Car oui, objectivement, dans Pompéi, rien ne va. La mise en scène est vilaine et complètement prévisible, même si elle compte au rang de ses rares bonnes idées de représenter les spectacles de gladiateurs non pas comme de simples tueries, mais comme de véritables shows scénarisés. La reconstitution se limite à quelques panoramas et une arène en CGI, une place de la cité en carton pâte et la villa de Cassia, qui a d'ailleurs le bon goût d'être la seule pile au pied du Vésuve (ah! ah! ah!). Les costumes ne sont pas en restes et donnent dans l'exhibition saugrenue des attributs de Kit Harrington et d'Emily Browning, avec notamment un trikini doré pas piqué des vers qui rappellera les plus libidineux au lointain souvenir de la princesse Leia. Enfin, les effets spéciaux sont indigents et la 3D complètement inutile, le tout combiné donnant l'impression par instant de regarder une pub Abercrombie & Fitch insérée sur les panoramas de Myst.
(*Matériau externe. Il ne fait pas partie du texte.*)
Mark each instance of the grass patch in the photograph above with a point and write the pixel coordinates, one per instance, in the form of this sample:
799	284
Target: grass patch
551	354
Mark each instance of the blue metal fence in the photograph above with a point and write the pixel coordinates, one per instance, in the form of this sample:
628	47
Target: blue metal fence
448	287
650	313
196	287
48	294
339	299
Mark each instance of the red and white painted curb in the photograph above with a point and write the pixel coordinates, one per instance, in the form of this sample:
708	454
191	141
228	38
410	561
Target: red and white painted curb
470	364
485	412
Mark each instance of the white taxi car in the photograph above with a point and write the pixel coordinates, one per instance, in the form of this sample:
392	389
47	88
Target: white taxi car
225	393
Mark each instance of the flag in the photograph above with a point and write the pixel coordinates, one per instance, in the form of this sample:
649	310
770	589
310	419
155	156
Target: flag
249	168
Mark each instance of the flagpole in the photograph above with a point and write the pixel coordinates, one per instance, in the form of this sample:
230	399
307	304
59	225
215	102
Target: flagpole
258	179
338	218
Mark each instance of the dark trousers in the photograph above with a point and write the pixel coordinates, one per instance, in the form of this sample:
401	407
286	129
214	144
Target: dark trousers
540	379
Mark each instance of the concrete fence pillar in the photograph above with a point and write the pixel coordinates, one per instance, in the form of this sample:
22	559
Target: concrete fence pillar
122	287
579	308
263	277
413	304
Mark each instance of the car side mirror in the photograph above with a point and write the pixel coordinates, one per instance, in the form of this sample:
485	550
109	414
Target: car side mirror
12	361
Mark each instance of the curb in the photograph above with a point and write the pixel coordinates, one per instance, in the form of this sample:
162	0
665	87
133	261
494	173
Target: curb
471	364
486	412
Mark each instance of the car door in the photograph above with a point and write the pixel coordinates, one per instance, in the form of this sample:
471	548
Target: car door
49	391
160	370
Mais en dépit de toutes ces maladresses, parce qu'il embrasse sa nature de série Z sans trop tomber dans la posture mercantile de, à tout hasard, La Colère des Titans (lolmdr) ou Battleship, Pompéi arrive parfaitement à provoquer l'euphorie attendue face à un divertissement de cette ampleur. Plus fun qu'American Bluff, quand même, plus romantique que la Belle et la Bête, ce qui est le comble de l'année, et mieux mis en scène que The Ryan Initiative (ahah ok ça c'était joker, difficile de faire pire), Pompéi est une cristallisation de cinéma pop-corn et ouvertement imbécile qu'on osait plus espérer à si grande échelle depuis l'élévation du blockbuster au rang d'objet de culte. Un petit obus de fun décomplexé qui espérons-le, atteindra la TNT en vitesse pour prendre la place de la 165ème rediffusion de Glee. Parce que quitte à laisser notre cerveau couler par nos oreilles maltraitées, autant y prendre un minimum de plaisir.
PS. Oui, il y a bien eu un Tsunami lors de l'éruption du Vésuve, dans la baie de Naples. J'ai personnellement décidé de faire comme si j'étais déjà parfaitement au courant, parce qu'admettre qu'un film de Paul W.S. Anderson ait pu m'apprendre quelque chose, c'est au-delà de mes forces.